Monday, May 28, 2012

Book Review: The Most Improper Miss Sophie Valentine

Print // Kindle // Jayne Fresina
"Wanted: one husband, not too particular. Small dowry, several books, sundry furnishings, and elderly aunt included. Idlers, time-wasters, and gentlemen with other attachments need not apply."

Scarred in a childhood accident, Sophia Valentine doesn't expect any takers on her ad for a husband in the Farmer's Gazette, until the mysterious Lazarus Kane shows up at her door. To Sophia, he is an exciting, enigmatic stranger. But Lazarus has known Sophia for years and has come a long way to find her. Things are about to get complicated for the mischievous Miss Valentine.

I was actually quite a bit let down by this book.  The heroine is significantly older than most leading historical romance ladies (she's 29 and a half), the hero has a murky past that the heroine is part of and that might be entangled with other characters as well and the heroine is quite the spitfire so I went into the book believing it would be a great read.

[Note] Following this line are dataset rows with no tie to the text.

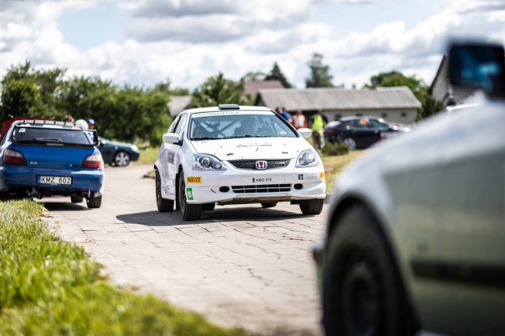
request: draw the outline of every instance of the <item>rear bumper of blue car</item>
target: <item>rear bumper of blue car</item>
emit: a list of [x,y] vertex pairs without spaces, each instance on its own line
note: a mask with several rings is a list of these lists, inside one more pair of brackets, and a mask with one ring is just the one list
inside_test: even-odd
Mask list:
[[[71,178],[68,185],[43,183],[40,177]],[[68,181],[68,180],[67,180]],[[48,195],[66,195],[73,192],[101,193],[104,185],[103,170],[75,171],[33,169],[26,166],[5,165],[0,167],[0,191],[33,187]]]

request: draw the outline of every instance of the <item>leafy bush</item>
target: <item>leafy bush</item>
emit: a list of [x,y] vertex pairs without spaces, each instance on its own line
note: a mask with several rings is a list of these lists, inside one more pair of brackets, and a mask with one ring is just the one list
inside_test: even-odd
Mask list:
[[326,141],[323,147],[323,153],[328,155],[342,155],[349,152],[349,146],[340,141],[336,142]]

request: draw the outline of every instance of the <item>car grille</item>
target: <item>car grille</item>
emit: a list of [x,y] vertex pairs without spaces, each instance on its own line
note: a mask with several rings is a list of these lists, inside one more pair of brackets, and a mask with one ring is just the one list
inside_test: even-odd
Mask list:
[[250,186],[232,186],[235,194],[257,194],[260,193],[281,193],[291,190],[290,184],[261,184]]
[[[256,169],[256,162],[261,160],[237,160],[229,161],[232,165],[237,169],[248,169],[258,170]],[[287,167],[289,164],[289,159],[286,160],[265,160],[267,162],[267,169],[278,169]]]

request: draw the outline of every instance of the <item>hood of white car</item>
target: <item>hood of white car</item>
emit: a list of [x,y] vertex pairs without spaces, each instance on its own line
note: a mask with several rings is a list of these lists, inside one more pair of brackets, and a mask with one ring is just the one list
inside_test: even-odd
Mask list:
[[240,138],[191,141],[198,153],[210,154],[220,160],[287,159],[298,157],[312,148],[299,138]]

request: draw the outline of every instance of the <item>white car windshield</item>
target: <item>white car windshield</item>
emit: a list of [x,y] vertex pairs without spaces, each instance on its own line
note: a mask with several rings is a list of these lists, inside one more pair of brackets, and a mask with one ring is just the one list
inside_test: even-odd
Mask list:
[[189,139],[295,138],[297,134],[272,112],[202,113],[191,116]]

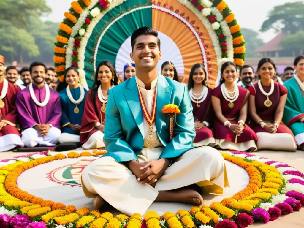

Except...I got tired of it rather quickly.  I'm not sure what it was honestly.  Maybe because Sophie seemed less like an opinionated, liberated woman and more like a headstrong, stubborn child most times.  Then there's Lazarus who, if he isn't pressing his very seductive suit of Sophie, is gadding about wondering how to seduce her or wondering about his secrets.  There's not much dimension to either one, even after we learn all their secrets.

And this doesn't even speak of the only slightly hinted at bombshell dropped in the last couple of chapters.  It came out of nowhere and seemed almost a convenient way to tie up that loose end.

Honestly this book just didn't grab me.  It was okay, but the execution felt plodding and some storylines were drawn out a really long time for the sake of filling the pages I think.  I did appreciate that the hero comes (almost) completely clean to the heroine before anyone else can tell her.  He didn't hold back either, he was quite truthful and perhaps a bit too forthright.  To her credit Sophie doesn't react immediately in favor or not.  She listened without judgement and then went to gather more information, presenting that information as evidence in his defense later on.

Also, though this part I'm a little hazy on, I think Sophie is older then Lazarus?  His age isn't explicitly stated (not that I read anyhow, but I do admit to skimming some chapters when it was just more angsting on either of their parts), but if he's 14 in the first chapter and ten years passed, that would make him 24? Maybe 25?  He seems older then that.